Bekalnya tidak lain adalah kesabaran, karena menanggung kehidupan yang miskin tadi. Namun, karena di hatinya telah ada seberkas cahaya, kemiskinannya hidup di dunia tidak dipedulikannya.

Artinya, orang tadi meskipun miskin tetapi sesungguhnya hatinya tetap lapang dada dan bersikap qanaah. Begitulah laku orang-orang yang mendekatkan diri kepada-Nya. Orang semacam ini disebut qabd (sempit), karena banyak mengalami kesedihan dan kesusahan, sehingga banyak bersabar atas ujian yang diberikan Allah kepada dirinya.

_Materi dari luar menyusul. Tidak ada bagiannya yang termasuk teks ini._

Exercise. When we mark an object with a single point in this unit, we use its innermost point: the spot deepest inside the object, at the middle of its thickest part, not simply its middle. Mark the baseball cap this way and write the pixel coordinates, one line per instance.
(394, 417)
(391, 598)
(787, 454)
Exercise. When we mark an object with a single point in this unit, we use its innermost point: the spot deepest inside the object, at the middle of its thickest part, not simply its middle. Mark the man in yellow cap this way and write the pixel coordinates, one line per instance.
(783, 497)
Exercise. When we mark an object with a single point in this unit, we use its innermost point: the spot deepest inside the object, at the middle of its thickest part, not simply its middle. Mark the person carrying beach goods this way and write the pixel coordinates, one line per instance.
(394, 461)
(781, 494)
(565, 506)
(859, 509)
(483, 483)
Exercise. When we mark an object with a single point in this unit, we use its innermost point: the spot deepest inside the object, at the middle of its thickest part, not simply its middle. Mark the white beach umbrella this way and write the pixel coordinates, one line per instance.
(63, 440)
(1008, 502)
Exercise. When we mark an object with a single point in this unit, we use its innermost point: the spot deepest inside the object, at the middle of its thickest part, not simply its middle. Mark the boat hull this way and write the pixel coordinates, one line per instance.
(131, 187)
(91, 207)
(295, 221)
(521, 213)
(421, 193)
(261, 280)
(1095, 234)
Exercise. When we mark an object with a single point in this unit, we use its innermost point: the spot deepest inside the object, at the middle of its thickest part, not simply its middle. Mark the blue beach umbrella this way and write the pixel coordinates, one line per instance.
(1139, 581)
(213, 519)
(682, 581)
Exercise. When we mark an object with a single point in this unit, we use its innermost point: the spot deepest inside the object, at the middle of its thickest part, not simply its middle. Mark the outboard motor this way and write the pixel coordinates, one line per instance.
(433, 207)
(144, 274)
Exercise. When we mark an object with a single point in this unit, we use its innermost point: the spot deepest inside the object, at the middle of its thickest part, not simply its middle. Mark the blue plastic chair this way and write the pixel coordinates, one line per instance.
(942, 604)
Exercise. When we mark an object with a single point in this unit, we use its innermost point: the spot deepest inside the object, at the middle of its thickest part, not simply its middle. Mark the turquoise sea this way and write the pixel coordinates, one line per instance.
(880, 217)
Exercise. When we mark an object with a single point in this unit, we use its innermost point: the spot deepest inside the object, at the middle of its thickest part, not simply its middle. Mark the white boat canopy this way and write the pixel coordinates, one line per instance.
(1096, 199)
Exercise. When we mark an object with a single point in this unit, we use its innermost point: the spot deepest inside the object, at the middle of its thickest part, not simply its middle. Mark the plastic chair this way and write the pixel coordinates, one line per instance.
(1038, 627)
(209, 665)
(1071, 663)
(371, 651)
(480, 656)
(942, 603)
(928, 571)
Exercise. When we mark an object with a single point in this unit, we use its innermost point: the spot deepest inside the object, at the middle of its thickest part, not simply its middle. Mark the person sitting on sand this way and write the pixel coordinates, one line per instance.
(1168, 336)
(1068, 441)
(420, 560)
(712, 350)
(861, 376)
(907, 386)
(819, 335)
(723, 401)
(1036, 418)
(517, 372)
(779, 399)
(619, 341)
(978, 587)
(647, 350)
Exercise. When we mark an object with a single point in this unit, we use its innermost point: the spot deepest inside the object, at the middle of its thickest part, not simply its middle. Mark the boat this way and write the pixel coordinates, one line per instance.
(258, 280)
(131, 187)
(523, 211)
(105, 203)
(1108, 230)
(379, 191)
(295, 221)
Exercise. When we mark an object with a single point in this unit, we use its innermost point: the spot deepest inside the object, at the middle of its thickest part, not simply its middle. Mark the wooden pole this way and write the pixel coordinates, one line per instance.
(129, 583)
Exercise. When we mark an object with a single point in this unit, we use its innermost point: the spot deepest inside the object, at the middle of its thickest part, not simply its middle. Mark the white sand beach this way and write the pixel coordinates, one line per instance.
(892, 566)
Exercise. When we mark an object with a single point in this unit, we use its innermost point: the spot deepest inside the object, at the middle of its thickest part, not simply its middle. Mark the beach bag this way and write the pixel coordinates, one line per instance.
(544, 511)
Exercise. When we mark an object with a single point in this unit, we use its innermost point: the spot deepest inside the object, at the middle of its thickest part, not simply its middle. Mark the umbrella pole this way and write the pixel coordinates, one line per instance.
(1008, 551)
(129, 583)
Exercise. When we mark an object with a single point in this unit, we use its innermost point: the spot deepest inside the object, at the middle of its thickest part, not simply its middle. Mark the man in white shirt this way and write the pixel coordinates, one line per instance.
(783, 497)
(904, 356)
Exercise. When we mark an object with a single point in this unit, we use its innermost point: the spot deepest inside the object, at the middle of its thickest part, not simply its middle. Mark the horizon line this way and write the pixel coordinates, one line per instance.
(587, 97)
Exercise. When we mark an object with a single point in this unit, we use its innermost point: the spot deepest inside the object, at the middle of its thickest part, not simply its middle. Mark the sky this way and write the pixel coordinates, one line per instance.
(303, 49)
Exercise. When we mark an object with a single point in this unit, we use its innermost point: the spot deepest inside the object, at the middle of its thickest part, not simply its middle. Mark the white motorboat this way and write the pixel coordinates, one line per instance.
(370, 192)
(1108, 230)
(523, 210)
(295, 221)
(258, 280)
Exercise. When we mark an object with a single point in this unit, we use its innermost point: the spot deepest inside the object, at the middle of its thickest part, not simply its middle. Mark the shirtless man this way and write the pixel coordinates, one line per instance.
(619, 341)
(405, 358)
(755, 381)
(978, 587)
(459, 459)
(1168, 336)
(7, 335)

Keempat, orang yang kaya (bahagia) di dunia, juga kaya (bahagia) di akhirat; sesungguhnya golongan orang ini sama saja bagi mereka baik kaya maupun miskin ketika hidup di dunia sebab yang terpenting bagi mereka adalah kehidupan kekal di akhirat kelak.

Ia, dalam istilah tasawuf, tergolong sebagai bast (luas): yakni merasakan kesenangan (karunia) dari Allah, sehingga mengantarkan kepada dirinya untuk senantiasa bersyukur kepada Allah. Dan, itulah memang jalan bagi dirinya untuk mendekatkan diri kepada-Nya (Syech Ibnu Athoillah Asy-Syakandari, Kitab Al Hikam). [*]

*) Wawan Susetya kelahiran Tulungagung, penulis buku, Sastrawan dan budayawan.